Reconozco que no estoy hecho para los conflictos, aunque mi vida haya estado llena de ellos. Me alteran, me sacan de mí mismo, me llevan a un lugar donde ya no consigo encontrarme. Mi psicóloga decía que esto podría deberse a que en mi infancia hubo demasiada violencia. Con los años confeccioné un mecanismo que consistía en esquivar las situaciones que, psicológicamente, me trasladaran a aquellos años en los que sufría abusos. Esto me hizo pensar que en el mundo hay personas que nacen con una sensibilidad que no les permite soportar la rudeza del hombre. Llevado al campo metafórico, es como si creciera una flor entre los escombros que deja una guerra.
Yo era ese último niño al que elegían en el patio del colegio cuando hacían equipos para jugar al fútbol. Y, como no nací para los conflictos, aceptaba el cruel destino de los que no dábamos pie con bola en ese dichoso deporte: la portería. Es un ritual casi milenario. A los que no encajábamos en ningún lugar siempre nos aguardaban los tres palos. El caso era sentirse integrado en el grupo, aunque fueras tú el que te llevaras los pelotazos. Con el tiempo aprendes a discernir entre una cosa y otra porque, quizás no es bullying que te elijan el último en el recreo, pero era extraño que hasta tus compañeros de equipo quisieran estrellar el balón en tus dientes. Algo pintaba mal, está claro. Pero a veces uno no se da cuenta del percal hasta que no sale de ahí, como en las relaciones tóxicas.
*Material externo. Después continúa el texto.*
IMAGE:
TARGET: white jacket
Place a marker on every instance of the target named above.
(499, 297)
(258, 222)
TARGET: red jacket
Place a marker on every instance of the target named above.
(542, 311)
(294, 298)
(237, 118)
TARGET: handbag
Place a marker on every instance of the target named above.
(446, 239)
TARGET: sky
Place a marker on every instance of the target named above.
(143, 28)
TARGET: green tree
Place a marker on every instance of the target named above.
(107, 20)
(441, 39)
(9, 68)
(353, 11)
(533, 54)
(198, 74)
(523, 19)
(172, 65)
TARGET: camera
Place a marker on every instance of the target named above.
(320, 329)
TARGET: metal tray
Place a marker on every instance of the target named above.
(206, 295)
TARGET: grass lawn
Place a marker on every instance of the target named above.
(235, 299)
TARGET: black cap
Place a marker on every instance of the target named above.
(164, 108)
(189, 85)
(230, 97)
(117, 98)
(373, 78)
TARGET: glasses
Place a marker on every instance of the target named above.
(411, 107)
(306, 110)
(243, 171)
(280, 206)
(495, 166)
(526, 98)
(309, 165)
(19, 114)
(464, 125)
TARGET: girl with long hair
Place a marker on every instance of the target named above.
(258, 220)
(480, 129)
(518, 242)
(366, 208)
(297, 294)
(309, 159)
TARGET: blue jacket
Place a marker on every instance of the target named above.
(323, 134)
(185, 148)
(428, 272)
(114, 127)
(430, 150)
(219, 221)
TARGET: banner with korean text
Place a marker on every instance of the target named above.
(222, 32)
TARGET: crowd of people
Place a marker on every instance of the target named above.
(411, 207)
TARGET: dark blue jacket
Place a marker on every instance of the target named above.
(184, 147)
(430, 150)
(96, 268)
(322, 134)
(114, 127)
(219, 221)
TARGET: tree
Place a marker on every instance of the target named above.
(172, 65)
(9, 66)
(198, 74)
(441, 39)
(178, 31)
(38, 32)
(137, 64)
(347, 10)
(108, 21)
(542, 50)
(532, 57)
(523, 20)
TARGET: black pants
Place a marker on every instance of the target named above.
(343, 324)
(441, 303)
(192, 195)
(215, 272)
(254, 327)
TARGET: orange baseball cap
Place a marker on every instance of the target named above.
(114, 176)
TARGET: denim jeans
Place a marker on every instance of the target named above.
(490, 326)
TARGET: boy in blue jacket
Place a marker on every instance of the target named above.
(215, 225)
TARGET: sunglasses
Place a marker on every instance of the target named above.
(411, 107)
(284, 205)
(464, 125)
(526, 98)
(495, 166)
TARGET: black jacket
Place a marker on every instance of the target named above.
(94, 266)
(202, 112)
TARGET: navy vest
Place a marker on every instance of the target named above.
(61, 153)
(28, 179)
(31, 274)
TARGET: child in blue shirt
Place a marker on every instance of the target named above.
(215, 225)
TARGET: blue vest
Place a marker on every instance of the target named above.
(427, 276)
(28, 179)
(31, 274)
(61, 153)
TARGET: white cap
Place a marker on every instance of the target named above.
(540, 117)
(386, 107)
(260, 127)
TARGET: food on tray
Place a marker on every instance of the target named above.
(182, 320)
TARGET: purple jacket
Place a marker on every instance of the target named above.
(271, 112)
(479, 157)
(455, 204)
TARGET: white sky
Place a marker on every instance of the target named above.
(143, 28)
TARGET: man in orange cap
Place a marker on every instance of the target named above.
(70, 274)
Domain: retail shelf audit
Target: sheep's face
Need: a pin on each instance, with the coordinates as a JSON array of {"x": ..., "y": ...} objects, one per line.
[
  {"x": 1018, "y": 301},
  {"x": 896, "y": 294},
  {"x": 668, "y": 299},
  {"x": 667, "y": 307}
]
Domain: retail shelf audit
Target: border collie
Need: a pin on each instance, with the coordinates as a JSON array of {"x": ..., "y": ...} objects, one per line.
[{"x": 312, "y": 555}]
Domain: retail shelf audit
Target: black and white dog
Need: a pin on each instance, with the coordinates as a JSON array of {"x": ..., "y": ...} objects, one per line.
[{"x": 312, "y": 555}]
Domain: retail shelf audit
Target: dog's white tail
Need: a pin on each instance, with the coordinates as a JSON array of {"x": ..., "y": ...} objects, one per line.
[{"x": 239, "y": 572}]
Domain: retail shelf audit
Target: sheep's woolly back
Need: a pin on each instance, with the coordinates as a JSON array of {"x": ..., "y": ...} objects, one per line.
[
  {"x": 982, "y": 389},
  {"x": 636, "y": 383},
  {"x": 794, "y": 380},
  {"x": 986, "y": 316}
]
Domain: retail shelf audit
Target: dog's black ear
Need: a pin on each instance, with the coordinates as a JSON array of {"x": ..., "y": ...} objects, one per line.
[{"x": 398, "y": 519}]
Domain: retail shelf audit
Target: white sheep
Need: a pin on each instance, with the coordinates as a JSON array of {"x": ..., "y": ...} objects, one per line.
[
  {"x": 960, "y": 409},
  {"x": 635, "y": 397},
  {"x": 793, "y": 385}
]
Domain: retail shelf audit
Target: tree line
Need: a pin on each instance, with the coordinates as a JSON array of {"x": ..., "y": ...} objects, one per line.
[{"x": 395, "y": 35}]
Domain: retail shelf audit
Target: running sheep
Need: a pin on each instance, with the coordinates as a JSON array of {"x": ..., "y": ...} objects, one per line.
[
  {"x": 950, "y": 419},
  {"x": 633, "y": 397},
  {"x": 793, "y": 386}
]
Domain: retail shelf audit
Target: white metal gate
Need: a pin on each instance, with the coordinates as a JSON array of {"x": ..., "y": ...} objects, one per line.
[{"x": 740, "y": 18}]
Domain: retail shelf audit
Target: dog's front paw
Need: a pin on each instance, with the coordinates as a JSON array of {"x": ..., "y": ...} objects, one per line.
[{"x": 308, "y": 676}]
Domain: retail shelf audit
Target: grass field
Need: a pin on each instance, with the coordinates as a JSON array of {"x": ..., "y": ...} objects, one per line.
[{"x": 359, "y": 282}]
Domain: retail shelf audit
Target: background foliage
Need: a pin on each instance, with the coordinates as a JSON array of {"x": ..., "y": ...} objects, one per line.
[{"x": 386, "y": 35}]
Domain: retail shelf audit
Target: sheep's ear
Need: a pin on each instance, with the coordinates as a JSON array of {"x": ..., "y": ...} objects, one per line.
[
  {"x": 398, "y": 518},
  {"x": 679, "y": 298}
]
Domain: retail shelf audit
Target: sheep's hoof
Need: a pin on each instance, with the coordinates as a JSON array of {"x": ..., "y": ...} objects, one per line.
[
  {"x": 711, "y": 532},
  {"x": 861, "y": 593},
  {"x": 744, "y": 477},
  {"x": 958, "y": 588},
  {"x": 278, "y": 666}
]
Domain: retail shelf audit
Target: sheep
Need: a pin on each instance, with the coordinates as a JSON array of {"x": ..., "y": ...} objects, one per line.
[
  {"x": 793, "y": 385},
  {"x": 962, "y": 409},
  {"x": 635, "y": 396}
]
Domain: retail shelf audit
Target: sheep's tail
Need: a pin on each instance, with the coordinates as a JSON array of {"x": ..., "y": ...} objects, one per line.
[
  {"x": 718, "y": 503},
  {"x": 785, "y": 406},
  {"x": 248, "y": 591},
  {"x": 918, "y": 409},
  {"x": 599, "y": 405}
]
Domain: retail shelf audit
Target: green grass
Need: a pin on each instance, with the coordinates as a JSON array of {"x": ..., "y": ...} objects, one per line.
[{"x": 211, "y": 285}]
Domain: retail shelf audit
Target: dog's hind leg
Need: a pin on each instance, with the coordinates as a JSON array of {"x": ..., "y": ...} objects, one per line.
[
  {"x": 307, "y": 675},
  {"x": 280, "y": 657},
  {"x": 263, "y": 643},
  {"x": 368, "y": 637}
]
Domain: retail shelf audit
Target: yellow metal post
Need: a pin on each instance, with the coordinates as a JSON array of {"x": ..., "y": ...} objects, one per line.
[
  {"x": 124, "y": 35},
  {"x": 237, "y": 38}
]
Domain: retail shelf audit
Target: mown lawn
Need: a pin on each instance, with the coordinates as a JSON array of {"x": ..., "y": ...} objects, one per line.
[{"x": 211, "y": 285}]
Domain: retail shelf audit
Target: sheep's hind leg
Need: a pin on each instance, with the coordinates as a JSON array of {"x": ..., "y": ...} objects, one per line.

El problema de todo esto no es que me haya dado cuenta tarde, sino que debo aceptar que hay heridas que llevaré conmigo para siempre. Me parecía oportuno hablar de esto, ya que hace unos días aparecía en los medios la noticia de que el teléfono de atención al suicidio ha atendido unas 335 llamadas al día, lo que se traduce a unas 118.885 al año. En mi época suicida no había número de teléfono. Había una ventana de un sexto piso que me susurraba que alguien me esperaba fuera. Aún sigue esperando, como veis. Y cada vez que paso frente a aquella ventana siento una sensación de victoria indescriptible. No muchos pueden decir lo mismo. Me siento un tipo afortunado pero, como decía Rosa Montero: El mal existe porque lo permitimos.